Browning veggies on your baking sheet

Roasted vegetables in the oven can be a great side dish for dinner, and they're easy to make, too. You simply chop the vegetables you want to roast, toss them in a few tablespoons of olive oil and seasoning until they are evenly coated, then spread the vegetables out in a single layer on a baking sheet. Roast them in a preheated oven for 25-30 minutes, or until they are tender and lightly browned. If you like your vegetables more brown, though, the charred and stained baking sheet are perfect for your cooking needs. 
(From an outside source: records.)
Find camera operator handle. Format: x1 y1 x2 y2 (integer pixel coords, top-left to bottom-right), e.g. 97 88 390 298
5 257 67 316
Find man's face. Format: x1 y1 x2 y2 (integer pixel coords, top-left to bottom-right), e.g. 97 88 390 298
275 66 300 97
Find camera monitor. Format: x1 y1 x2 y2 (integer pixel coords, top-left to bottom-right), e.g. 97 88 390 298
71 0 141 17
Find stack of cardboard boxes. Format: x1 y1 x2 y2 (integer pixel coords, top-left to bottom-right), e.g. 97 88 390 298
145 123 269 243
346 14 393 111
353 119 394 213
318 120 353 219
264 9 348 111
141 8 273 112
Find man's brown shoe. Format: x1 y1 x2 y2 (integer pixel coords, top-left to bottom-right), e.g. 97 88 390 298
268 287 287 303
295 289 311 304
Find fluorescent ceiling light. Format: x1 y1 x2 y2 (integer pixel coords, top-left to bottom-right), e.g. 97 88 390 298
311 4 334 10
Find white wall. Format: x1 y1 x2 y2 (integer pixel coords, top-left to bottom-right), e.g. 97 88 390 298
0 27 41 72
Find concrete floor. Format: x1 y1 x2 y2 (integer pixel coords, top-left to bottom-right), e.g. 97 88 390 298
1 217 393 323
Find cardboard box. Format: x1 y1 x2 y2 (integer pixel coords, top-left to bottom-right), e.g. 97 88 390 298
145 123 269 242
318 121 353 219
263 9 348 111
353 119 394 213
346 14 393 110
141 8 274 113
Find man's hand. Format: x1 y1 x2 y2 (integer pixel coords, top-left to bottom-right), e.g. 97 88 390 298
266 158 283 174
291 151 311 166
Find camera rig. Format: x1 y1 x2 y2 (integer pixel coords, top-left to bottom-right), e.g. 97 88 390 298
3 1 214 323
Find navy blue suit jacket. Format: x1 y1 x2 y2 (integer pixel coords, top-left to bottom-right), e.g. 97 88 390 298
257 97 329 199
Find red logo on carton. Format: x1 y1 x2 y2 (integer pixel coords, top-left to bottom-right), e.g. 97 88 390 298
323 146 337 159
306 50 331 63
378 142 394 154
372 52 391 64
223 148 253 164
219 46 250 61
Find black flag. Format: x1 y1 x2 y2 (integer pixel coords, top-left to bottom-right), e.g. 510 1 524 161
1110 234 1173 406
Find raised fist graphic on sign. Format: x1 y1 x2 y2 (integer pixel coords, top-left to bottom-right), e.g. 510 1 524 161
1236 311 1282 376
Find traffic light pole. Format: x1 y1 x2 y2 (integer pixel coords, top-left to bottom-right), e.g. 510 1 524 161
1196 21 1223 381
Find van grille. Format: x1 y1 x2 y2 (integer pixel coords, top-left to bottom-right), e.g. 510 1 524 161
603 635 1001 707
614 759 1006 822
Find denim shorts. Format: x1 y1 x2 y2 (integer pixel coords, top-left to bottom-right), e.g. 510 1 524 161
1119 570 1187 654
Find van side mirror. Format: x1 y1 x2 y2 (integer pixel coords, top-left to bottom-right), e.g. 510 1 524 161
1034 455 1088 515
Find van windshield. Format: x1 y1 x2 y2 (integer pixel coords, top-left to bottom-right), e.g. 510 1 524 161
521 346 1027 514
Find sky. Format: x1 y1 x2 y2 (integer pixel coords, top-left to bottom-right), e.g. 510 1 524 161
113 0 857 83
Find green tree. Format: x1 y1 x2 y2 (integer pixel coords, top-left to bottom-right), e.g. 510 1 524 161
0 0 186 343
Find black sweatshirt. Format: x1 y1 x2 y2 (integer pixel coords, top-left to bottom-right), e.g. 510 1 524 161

A blackened baking sheet allows for deep browning when you are roasting vegetables because the darkened surface helps with caramelizing whatever food comes in contact with the pan. This helps you to get the edges of your vegetables a nice, deep brown, and it can even blacken them some, while leaving the bulk of the vegetables tender. It also give the vegetables a charred, slightly smoky flavor, which is usually something you only get from a grill.

Clean up is a breeze

The other good part about using these baking sheets for roasting vegetables is that you don't have to use aluminum foil, because the idea is to have the vegetables come in contact with the brown spots on the surface of the pan, which will allow your vegetables to get a deeper roast. Additionally, you don't have to worry about the vegetables messing up your pans, because they are already blackened and charred. This means that clean-up can be a breeze and you can simply wash the pan! You won't have to worry about scrubbing off the stains, because you can use the pan for vegetables another time. 

Once your baking sheets start to thin, warp, or show holes, though, you should throw them away because they're not good to use. Food cooked on warped pans won't cook evenly, and baking sheets with holes can pass small metal shavings onto your food. Additionally, you risk burning your food if the sheet pan is too thin from lots of use. Until then, though, feel free to use those charred pans to your heart's desire.